Click on the caret down 🔽 button to choose between viewing Records Profiled or Fields Profiled, depending on your preference.
Record Profile
Record Profiled shows the total number of records processed during the profile runs. It provides insight into the amount of data that has been analyzed during those runs. The bars in the graph show the comparison of the number of records profiled over the selected days.
Field Profiled
Field Profiled shows the number of fields processed during the profile runs. It shows how many individual fields within datasets have been analyzed during those runs. The bars in the graph provide a comparison of the fields profiled over the selected days.
Scans
Scans section provides a clear overview of all scanning activities within a selected period. It helps users keep track of how many scans were performed and how many anomalies were detected during those scans. This section makes it easier to understand the scanning process and manage data by offering insight into how often scans occur.
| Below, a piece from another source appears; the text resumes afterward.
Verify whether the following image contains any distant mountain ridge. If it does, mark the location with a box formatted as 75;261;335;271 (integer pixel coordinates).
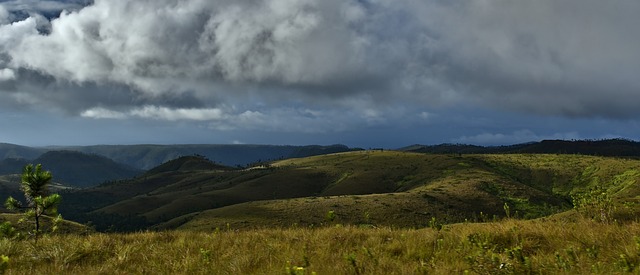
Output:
399;139;640;157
Scan Runs show how often data scans are performed over a certain period. These scans check the quality of data across tables, views, and files, helping users monitor their data regularly and identify any issues. The process can be customized to scan tables or limit the number of records checked, ensuring that data stays accurate and up to standard.
Click on the caret down 🔽 button to choose between viewing Anomalies Identified or Records Scanned, depending on your preference.
Anomalies Identified
Anomalies Identified shows the total number of anomalies detected during the scan runs. The bars in the graph allow users to compare the number of anomalies found across different days, helping them spot trends or irregularities in the data.
Records Scanned
Records Scanned shows the total number of records that were scanned during the scan runs. It gives users insight into how much data has been processed and allows them to compare the scanned records over the selected period.
Data Volume
Data Volume allows users to track the size of data stored within all source datastores present in the Qualytics platform over time. This helps in monitoring how the source datastore grows or changes, making it easier to detect irregularities or unexpected increases that could affect system performance. Users can visualize data size trends and manage the source datastore's efficiency, optimizing storage, adjusting resources, and enhancing data processing based on its size and growth.
Export
Export button allows you to quickly download the data from the Insights page. You can export data according to the selected Source Datastores, Tags, Report Date, and Timeframe. This makes it easy to save the data for offline use or share it with others.
After exporting, the data appears in a structured format, making it easy to save for offline use or to share with others.